The following blog post has been reprinted with permission from Edmund Case, Founder of InterfaithFamily: edmundcase.com.
I think it’s safe to say that we would all have to agree that an awful lot has happened in the past two months. That includes developments in the field of engaging interfaith families Jewishly, which I summarize here.
On October 10, eJewishPhilanthropy published my review of a demographic study of British Jews that I found to be unfortunately negative about intermarriage, given trends indicative of a generational shift in identity and practice that I thought supported increased efforts to engage interfaith couples and families.

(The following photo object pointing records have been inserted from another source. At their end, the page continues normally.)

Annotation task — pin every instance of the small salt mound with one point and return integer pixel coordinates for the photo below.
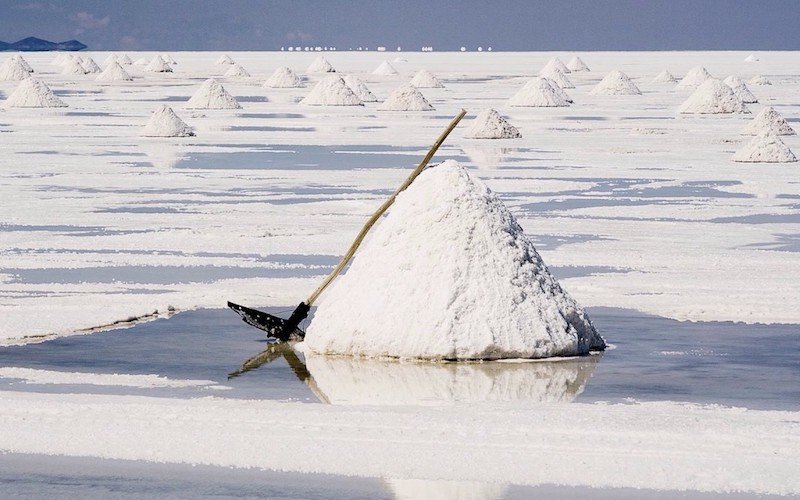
(449, 274)
(765, 148)
(165, 123)
(331, 91)
(406, 98)
(490, 125)
(740, 89)
(539, 92)
(424, 79)
(768, 121)
(33, 93)
(212, 95)
(283, 78)
(694, 78)
(320, 65)
(360, 89)
(713, 97)
(616, 83)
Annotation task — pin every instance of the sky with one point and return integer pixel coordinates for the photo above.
(445, 25)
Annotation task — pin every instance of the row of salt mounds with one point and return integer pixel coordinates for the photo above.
(616, 83)
(490, 125)
(424, 79)
(539, 92)
(765, 148)
(212, 95)
(406, 98)
(713, 97)
(331, 91)
(768, 121)
(283, 78)
(33, 93)
(477, 290)
(165, 123)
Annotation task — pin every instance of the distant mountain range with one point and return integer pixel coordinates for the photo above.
(33, 44)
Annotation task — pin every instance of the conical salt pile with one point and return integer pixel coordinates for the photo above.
(490, 125)
(320, 65)
(765, 148)
(283, 78)
(406, 98)
(768, 121)
(360, 89)
(424, 79)
(713, 97)
(331, 91)
(694, 78)
(212, 95)
(385, 69)
(740, 89)
(165, 123)
(616, 83)
(33, 93)
(539, 92)
(449, 274)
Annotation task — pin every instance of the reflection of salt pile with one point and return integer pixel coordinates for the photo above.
(449, 274)
(713, 97)
(616, 83)
(212, 95)
(490, 125)
(538, 92)
(406, 98)
(165, 123)
(765, 148)
(33, 93)
(768, 121)
(283, 78)
(424, 79)
(331, 91)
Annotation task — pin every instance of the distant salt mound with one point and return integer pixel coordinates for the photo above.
(616, 83)
(331, 91)
(283, 78)
(740, 89)
(694, 78)
(33, 93)
(424, 79)
(360, 89)
(768, 121)
(320, 65)
(406, 98)
(713, 97)
(490, 125)
(539, 92)
(165, 123)
(385, 69)
(212, 95)
(765, 148)
(477, 290)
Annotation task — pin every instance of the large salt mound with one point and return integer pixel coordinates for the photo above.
(406, 98)
(768, 121)
(212, 95)
(765, 148)
(449, 274)
(283, 78)
(616, 83)
(539, 92)
(490, 125)
(33, 93)
(165, 123)
(424, 79)
(713, 97)
(332, 91)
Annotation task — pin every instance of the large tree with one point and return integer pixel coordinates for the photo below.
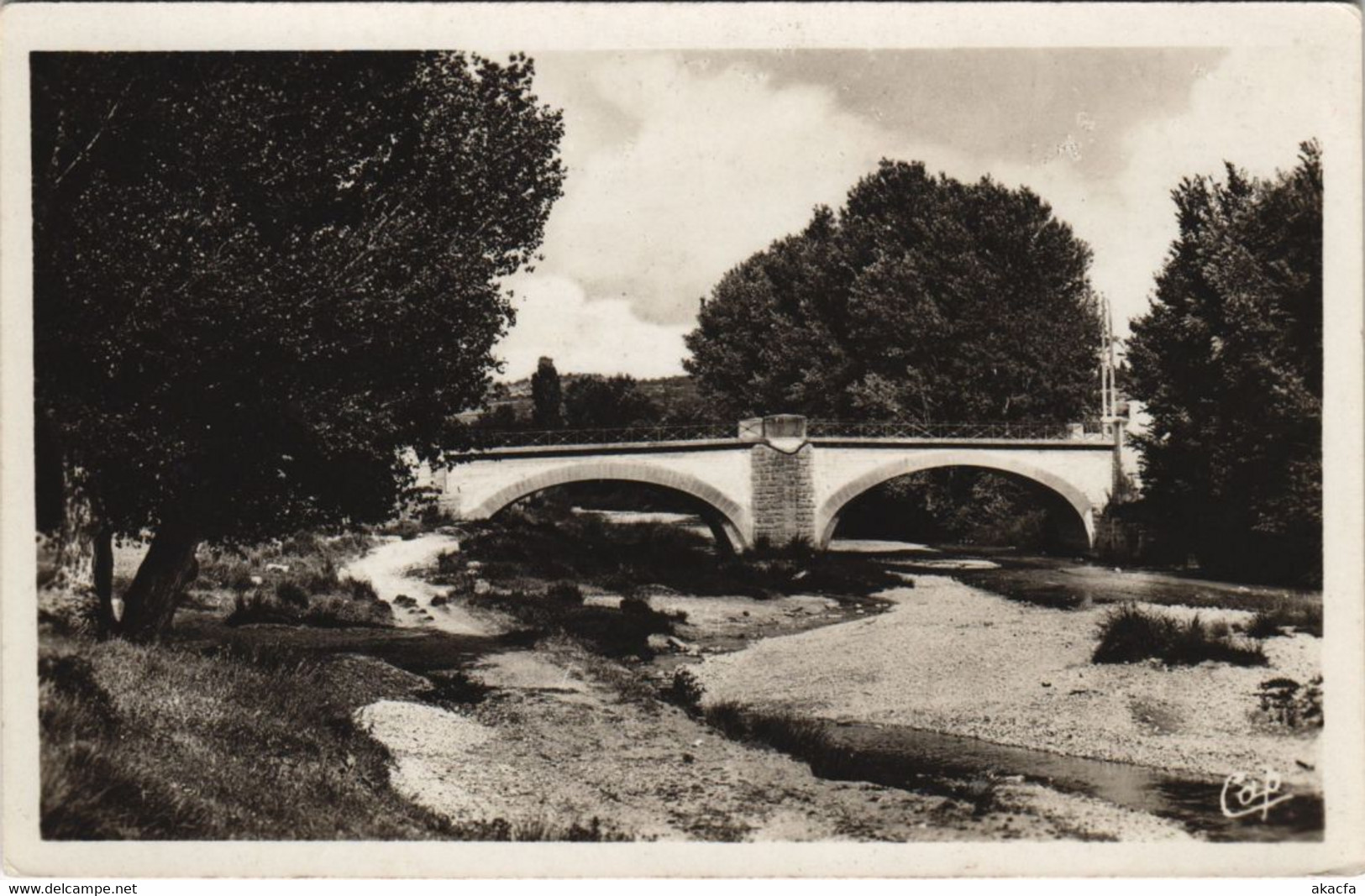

The October 26 Interfaith Opportunity Summit marked a watershed moment, putting engaging interfaith families at a high level in the mainstream Jewish community’s agenda. eJewishPhilanthropy published Jodi Bromberg’s and my report on new understandings of how to influence engagement, new efforts to engage interfaith families, and the need for an attitudinal “narrative shift” about intermarriage discussed at the Summit.
The Cohen Center at Brandeis on the day of the Summit released a very important study on the impact of rabbinic officiation at weddings of interfaith couples. My op-ed, Are Rabbis Who Refuse to Marry Interfaith Couples Hurting Jewish Continuity?, was published in the Forward and eJewishPhilanthropy. I said that it is no longer tenable for rabbis not to officiate on the grounds that intermarriage is “bad for the Jews,” when the new research shows strong association between officiation and interfaith couples raising their children as Jews and joining synagogues.
The Jewish People Policy Institute in Jerusalem released an important report in November on definitions of Jewishness in a time of fluid identity. In my blog post, what I found promising was the apparent consensus, among over 700 Jewish leaders from Israel, the US and other countries, on the need to be welcoming to interfaith couples. However, I noted a conflict with an accompanying desire to maintain community standards that express a preference for in-marriage.
In November CJP released the 2015 Greater Boston Jewish Community Study, conducted by the Cohen Center and Steinhardt Institute at Brandeis. In my blog post, I note that the Study confirms the very large extent of intermarriage in the community, and validates the wisdom of CJP’s welcoming approach, with high rates of intermarried couples raising their children as Jews and promising rates of engagement in many other Jewish behaviors. The Study is also important for creating an Index of Jewish Engagement that recognizes multiple patterns of engagement and supports programmatic efforts targeted towards groups with different needs and interests.
We are clearly in a time of increased interest in the field, with new convenings and research supporting increased efforts. The question that remains is how to make a national coordinated effort to engage interfaith families a reality.